Une proposition de loi avait été déposée au Parlement en
2006 sur la gestion des drogues2. Les auteurs préconisaient
« une décriminalisation de la détention et de l’acquisition de cannabis
pour usage personnel pour les personnes âgées de plus de 16 ans » pour
une quantité maximale de 5 grammes. Ils espéraient décourager la
consommation et renforcer la protection de la société tout en respectant
le choix individuel des personnes. Une mise à disposition officielle et
transparente de cannabis aurait permis un contrôle de la qualité et de
la concentration des extraits en cannabinoïdes et éviterait un contact
des jeunes avec les réseaux clandestins distributeurs de drogues dures.
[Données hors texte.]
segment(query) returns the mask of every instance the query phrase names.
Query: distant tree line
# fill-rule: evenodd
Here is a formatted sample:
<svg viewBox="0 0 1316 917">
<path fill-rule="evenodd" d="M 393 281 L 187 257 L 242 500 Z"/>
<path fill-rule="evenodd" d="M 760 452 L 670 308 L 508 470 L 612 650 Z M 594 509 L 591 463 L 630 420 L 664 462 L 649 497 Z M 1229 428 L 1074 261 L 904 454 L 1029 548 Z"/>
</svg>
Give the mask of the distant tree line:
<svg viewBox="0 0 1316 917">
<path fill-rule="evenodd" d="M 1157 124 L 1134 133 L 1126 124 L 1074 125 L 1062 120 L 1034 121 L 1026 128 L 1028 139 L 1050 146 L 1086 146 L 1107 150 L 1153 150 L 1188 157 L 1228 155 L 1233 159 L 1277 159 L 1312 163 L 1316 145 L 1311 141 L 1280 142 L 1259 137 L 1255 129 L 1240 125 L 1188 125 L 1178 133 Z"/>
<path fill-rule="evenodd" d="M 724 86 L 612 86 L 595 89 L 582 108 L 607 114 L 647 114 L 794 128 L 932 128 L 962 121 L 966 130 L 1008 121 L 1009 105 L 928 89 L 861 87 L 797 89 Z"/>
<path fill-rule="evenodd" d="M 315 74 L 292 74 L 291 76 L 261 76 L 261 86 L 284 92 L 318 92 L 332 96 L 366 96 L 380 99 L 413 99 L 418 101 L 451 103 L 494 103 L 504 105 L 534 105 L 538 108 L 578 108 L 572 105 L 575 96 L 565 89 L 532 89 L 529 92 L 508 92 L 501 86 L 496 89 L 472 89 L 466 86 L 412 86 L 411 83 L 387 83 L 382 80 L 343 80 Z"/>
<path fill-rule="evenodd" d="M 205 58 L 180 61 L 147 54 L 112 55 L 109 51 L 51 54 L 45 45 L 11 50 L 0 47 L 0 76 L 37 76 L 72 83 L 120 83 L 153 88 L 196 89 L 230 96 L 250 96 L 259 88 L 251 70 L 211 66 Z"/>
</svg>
Cette proposition n’a pas été finalisée et est devenue caduque le 2 mai
2007.
La revue réalisée par la commission montre clairement que
les effets néfastes du cannabis sont nombreux sur les plans physiques,
cognitifs, comportementaux et sociétaux. La prise de conscience de ces
effets délétères augmente avec la publication des études récentes sur la
question.
Il est donc important de ne pas favoriser l’utilisation de
cette drogue. Les expériences de libéralisation réalisées dans les pays
voisins, notamment en Hollande et en Suisse montrent que les résultats
sont loin d’être probants. La libéralisation d’accès semble poser plus
de problèmes qu’elle n’en résout. Par ailleurs, les jeunes utilisateurs
occasionnels risquent de devenir plus facilement des utilisateurs
réguliers par un accès facilité à la drogue. Le passage du cannabis à
des drogues plus dures n’est pas exclus. Plutôt que d’envisager une
libéralisation de l’accès il serait préférable de développer des mesures
d’accompagnement des utilisateurs réguliers ou des gros consommateurs de
cannabis.
Résumé et conclusions
Le cannabis est une drogue fréquemment utilisée dans les
pays de l’Union européenne, principalement par les adultes jeunes et les
adolescents.
Deux types de consommation sont observées, l’une est
occasionnelle, ludique et maîtrisée, l’autre régulière modérée ou
importante. Dans la consommation régulière, les effets délétères sur la
santé physique et psychique des individus sont indéniables et bien
démontrés. En outre, les utilisateurs de cannabis font courir des
risques non négligeables à autrui par le fait que leurs réflexes sont
altérés lors de la conduite automobile, surtout lorsqu’ils associent
cette drogue à l’alcool.
Il apparaît dès lors de plus en plus clairement que la
consommation régulière de cannabis doit être évitée dans l’intérêt de la
santé publique et de la sécurité des citoyens.
L’expérience des pays voisins montre qu’une libéralisation
contrôlée de l’accès au cannabis irait à l’encontre de ce souhait. Même
si la facilitation de l’accès au cannabis procède d’une intention
louable, cette attitude n’est nullement défendable par des arguments
scientifiques et doit donc être rejetée.